After I sent him this list, I realized these are all what I’d call “Odysseus methods”—a sort of strap-me-to-the-mast approach to dealing with addictive and compulsive behaviors. I suppose there’s nothing wrong with self-restraint plans. Stop up your ears with beeswax, sailors; tie me to the mast and don’t release me, no matter how much I beg. Odysseus was following Circe’s advice. It worked.
But there’s another way to resist jumping overboard. More on that in a minute.
First, my Odysseus list:
1. Drive away from the computer. This is often the only way I can get any drafting done. (I’m talking about my fiction here.) I get in my car and take nothing but my legal pads and some pens, and maybe the book I’m currently reading, and go find a table and chair somewhere. I like background noise, but not too much; ideally, I’ll have at least 3-4 hours ahead of me; cell phone turned OFF, if possible (and it’s only possible when my husband is home with the kids).

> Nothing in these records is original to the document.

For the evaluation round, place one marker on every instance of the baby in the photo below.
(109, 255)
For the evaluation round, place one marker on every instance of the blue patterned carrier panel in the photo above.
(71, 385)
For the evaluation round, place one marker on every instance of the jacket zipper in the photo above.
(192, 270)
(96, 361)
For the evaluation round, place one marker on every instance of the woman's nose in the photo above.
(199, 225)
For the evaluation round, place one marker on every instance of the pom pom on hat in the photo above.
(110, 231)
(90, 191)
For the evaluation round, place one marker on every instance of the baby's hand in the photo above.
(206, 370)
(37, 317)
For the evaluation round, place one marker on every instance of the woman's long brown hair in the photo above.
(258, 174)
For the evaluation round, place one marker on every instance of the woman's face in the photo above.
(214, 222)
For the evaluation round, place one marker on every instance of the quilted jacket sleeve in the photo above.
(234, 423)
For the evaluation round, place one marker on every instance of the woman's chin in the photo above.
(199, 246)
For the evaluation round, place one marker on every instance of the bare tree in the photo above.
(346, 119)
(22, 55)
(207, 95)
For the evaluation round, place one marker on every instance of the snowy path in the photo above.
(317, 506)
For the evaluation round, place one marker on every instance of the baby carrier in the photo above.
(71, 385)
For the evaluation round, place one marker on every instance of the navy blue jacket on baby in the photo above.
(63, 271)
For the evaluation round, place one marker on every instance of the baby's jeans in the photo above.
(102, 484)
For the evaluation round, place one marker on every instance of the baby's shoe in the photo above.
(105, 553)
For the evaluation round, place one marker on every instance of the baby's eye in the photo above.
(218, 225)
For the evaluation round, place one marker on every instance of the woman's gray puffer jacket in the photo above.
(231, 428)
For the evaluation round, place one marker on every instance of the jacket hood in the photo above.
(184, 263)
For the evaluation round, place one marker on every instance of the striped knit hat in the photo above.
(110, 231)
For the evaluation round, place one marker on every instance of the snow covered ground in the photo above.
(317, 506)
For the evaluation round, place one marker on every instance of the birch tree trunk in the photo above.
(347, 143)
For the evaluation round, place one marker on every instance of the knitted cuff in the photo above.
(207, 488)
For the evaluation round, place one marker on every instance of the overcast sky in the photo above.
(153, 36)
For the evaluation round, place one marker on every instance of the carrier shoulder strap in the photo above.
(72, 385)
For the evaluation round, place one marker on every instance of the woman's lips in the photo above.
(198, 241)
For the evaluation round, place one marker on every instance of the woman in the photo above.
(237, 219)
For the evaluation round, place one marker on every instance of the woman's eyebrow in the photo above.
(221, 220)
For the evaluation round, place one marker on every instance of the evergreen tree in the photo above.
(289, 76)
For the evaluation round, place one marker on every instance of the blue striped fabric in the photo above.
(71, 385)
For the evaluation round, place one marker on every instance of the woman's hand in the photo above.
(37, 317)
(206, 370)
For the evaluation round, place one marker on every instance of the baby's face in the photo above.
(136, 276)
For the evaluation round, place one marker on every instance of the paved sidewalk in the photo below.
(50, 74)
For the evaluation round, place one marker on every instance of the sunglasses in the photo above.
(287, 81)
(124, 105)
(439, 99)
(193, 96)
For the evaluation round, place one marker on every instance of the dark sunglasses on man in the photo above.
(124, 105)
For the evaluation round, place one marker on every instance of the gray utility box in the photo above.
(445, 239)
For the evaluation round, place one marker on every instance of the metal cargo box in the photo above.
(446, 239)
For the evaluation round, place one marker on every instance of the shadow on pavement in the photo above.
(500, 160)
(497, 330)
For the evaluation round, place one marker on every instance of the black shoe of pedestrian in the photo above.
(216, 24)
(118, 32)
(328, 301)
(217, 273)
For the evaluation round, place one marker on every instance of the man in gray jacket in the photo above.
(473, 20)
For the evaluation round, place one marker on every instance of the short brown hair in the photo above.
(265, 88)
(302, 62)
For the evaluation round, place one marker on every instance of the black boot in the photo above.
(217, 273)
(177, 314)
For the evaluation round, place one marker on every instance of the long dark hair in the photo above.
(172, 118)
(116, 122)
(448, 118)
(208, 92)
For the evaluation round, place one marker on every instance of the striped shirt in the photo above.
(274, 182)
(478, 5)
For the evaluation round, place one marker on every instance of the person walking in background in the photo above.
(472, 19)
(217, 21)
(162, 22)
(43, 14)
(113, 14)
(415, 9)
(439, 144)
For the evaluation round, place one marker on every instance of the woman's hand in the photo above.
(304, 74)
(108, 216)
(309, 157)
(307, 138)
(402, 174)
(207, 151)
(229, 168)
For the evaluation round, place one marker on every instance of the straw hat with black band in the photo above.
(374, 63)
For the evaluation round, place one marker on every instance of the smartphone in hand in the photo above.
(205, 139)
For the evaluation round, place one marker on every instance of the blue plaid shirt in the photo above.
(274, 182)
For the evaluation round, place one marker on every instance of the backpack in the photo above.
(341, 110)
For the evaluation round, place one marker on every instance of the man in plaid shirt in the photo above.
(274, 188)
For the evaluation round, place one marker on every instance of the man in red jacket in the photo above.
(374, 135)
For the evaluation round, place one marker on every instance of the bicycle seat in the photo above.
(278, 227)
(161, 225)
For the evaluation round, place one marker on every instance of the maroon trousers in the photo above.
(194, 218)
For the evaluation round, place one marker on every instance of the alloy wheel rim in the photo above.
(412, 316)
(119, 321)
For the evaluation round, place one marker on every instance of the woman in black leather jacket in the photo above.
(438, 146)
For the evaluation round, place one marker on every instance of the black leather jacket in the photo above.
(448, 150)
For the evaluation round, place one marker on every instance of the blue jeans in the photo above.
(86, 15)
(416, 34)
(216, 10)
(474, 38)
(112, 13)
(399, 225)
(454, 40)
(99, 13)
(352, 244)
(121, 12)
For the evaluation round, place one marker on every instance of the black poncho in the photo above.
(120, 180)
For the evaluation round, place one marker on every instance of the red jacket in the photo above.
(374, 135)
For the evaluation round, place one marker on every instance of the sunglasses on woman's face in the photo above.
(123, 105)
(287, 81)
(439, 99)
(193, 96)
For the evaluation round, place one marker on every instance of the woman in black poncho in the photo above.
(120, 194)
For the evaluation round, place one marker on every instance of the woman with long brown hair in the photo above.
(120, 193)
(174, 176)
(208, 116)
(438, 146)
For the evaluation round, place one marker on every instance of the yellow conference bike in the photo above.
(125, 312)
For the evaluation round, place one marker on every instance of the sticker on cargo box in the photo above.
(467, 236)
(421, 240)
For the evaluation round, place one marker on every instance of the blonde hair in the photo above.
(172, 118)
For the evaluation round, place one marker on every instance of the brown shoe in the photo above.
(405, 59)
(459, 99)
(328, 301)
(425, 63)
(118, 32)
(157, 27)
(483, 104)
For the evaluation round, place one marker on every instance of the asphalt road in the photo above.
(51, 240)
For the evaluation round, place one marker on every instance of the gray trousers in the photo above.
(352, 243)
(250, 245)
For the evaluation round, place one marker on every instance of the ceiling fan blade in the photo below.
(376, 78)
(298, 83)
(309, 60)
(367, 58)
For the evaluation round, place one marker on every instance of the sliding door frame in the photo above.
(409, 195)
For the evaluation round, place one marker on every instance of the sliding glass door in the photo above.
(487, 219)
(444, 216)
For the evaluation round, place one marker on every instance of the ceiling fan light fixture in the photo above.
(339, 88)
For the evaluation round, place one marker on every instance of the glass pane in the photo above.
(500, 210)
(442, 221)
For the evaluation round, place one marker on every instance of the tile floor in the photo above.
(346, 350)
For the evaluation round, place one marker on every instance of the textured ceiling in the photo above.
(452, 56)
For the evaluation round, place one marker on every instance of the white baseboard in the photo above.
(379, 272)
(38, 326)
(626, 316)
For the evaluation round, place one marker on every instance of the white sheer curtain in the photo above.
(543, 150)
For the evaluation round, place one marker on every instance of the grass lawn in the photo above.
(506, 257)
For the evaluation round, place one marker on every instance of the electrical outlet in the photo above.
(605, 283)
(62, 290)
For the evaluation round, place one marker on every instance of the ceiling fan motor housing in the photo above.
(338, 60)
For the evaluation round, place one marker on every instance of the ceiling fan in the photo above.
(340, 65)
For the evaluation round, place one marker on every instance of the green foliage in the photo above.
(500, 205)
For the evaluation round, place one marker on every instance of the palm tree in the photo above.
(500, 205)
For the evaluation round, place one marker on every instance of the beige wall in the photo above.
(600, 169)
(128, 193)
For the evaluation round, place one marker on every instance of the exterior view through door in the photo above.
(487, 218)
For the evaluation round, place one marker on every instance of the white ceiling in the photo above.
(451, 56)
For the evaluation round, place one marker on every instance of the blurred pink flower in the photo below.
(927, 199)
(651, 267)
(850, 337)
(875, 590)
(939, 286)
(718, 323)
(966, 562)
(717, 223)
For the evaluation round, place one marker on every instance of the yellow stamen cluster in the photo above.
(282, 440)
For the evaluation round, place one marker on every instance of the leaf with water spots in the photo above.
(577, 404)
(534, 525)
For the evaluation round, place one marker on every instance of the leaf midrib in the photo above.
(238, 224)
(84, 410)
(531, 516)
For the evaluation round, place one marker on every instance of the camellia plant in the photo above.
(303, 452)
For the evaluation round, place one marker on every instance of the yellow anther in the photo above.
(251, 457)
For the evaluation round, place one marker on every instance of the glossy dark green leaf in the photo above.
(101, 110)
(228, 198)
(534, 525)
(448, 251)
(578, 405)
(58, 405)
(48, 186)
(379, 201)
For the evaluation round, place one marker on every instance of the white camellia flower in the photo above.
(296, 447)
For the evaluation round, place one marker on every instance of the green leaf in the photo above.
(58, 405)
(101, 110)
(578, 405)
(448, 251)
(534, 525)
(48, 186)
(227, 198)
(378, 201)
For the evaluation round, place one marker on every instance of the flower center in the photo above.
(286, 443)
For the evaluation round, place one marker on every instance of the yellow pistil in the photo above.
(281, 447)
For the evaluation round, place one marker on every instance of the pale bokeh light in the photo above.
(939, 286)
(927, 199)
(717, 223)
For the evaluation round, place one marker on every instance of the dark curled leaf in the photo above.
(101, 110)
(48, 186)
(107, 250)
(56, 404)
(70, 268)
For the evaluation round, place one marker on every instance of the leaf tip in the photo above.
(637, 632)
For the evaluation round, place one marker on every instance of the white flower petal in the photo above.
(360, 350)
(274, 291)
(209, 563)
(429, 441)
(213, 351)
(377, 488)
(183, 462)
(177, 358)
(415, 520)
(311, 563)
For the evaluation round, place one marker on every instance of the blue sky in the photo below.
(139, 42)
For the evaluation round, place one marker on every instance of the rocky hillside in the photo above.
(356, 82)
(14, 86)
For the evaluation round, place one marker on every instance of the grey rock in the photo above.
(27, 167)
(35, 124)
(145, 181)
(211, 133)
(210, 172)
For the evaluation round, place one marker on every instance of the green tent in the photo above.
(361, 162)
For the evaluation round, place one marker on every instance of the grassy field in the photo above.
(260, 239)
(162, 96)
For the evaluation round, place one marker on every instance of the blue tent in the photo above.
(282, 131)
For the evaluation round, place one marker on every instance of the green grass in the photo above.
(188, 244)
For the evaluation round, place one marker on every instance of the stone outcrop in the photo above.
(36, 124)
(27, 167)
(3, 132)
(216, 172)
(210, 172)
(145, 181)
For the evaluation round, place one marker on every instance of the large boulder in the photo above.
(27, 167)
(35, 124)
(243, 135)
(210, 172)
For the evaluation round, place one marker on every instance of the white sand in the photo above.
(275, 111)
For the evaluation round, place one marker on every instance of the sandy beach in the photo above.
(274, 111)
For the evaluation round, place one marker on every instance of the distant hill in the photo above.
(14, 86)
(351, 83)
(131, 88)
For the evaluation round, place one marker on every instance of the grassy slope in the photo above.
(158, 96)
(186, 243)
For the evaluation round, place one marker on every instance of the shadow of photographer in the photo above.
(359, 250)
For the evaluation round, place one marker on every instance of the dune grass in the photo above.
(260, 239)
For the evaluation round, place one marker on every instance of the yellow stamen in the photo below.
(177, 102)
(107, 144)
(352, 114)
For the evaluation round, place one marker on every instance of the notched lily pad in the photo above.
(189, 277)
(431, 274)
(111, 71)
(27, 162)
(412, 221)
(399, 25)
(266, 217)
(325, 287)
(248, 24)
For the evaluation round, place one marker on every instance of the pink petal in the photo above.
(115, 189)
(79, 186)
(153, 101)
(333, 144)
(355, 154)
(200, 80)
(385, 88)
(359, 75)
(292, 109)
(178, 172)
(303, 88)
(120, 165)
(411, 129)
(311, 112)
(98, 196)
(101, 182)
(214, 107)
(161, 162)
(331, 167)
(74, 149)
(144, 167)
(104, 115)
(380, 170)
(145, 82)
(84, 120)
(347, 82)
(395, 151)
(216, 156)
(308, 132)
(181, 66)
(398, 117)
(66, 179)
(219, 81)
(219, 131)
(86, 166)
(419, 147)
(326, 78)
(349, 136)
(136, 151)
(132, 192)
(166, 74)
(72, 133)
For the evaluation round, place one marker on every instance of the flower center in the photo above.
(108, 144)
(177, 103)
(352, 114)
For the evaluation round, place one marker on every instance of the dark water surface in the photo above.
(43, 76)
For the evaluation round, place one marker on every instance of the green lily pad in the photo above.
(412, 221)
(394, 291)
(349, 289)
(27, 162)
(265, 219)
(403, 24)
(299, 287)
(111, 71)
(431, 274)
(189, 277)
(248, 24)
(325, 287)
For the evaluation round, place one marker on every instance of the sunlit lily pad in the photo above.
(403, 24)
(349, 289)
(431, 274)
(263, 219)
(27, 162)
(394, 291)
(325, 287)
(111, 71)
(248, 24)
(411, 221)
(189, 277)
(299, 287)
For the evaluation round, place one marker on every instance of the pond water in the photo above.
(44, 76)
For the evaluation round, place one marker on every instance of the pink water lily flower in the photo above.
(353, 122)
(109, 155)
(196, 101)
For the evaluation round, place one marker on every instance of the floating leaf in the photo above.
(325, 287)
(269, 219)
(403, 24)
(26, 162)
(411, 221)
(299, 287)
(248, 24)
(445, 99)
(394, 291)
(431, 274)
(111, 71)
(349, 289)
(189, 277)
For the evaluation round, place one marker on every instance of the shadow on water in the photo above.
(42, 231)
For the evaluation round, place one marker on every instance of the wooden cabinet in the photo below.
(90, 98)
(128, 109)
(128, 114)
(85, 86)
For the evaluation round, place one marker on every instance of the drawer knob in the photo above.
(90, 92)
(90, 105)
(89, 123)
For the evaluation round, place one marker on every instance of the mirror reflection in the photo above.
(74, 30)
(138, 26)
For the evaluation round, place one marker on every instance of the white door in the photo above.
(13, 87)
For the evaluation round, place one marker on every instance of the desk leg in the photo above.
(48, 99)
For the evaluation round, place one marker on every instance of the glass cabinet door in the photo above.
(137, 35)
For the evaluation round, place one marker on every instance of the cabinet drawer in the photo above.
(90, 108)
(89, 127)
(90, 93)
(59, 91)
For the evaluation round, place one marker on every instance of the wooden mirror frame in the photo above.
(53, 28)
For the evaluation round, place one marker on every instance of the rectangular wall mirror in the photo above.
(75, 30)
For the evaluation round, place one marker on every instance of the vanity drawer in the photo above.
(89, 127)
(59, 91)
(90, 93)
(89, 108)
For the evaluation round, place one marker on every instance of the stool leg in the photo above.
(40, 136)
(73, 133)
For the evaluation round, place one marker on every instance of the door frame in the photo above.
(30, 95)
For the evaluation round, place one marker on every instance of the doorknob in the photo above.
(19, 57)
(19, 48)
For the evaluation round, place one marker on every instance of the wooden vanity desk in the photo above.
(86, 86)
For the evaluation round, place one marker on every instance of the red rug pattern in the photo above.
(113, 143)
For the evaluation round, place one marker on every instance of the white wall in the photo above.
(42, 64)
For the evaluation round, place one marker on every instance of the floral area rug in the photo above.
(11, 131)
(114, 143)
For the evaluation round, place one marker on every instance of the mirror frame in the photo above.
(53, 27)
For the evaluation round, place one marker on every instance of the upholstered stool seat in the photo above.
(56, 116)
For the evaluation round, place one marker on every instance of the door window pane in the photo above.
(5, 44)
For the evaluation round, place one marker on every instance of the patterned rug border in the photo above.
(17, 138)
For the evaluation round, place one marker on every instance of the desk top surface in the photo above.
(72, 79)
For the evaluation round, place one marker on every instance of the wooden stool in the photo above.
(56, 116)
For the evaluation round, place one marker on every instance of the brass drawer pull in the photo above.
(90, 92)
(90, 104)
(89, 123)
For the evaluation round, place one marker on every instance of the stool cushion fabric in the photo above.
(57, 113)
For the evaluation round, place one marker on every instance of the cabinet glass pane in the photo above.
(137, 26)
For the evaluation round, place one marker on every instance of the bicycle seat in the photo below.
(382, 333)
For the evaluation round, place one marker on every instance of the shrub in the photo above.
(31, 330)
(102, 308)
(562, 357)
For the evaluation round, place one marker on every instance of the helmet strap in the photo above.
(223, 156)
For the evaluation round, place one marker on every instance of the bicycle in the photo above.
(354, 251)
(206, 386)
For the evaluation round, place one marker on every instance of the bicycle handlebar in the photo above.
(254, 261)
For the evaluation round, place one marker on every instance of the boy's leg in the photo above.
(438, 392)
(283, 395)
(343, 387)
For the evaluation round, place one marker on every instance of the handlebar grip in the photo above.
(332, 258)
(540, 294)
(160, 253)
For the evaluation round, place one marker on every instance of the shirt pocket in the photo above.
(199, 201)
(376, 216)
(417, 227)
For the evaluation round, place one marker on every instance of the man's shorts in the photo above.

2. Unplug the wireless router. If I can’t physically get away (kids home, air-conditioning repair guy coming, etc.), it’s a deterrent. Not always a successful one. It’s pretty easy to reset. Same with internet-disabling programs like Freedom. But if I can get lost enough in the work before I start itching to check email/Facebook etc., there’s hope.
3. Have someone change my passwords. If I can’t get away, and I can’t shut down the wireless (kids/husband working), I ask my husband or close friend to change my Facebook and/or email passwords. It doesn’t help me avoid doing counter-productive things like Googling myself or writers I envy, and I can pretty easily convince someone to sign me in to my email, if I come up with a pressing reason. But again, it’s a deterrent.
4. Wait till 3 p.m. to go online. I almost never manage to do this. But on the rare occasions I’ve done it, it’s worked. The practice keeps my head clear in the mornings, when I’m at my creative peak. I’m usually pretty wasted by the late afternoon, so it’s a good time to deal with less aesthetically demanding tasks. Waiting to check email also helps me to forget about what’s behind (the finished book) and focus on what’s ahead (new work). If I find myself in a rough spot, or the words aren’t coming, and I feel the pull toward going online—even if it involves non-writing work, like school forms, or an amazing soundtrack I’ve been meaning to buy, or a hockey stick I want to order for my son (all just first steps in a downward spiral away from the difficult writing work)—I make a list. It helps assuage the fear that I’ll forget, and functions as an incentive (finish this paragraph and you can check items off your list).
5. Have a no-rules day. Too much denial is a breeding ground for temptation, so I try to have at least one day a week where I don’t have any rules for myself. If I want to spend three hours on Facebook, fine. If I want to Google myself, or look at someone else’s Twitter feed (yep, I do this), or waste an hour looking at shoes and handbags on Zappos, great.
So: that’s my Odysseus list. I’d love to hear any additions you might have.
The other way to keep from jumping ship? I’m calling it the Jason.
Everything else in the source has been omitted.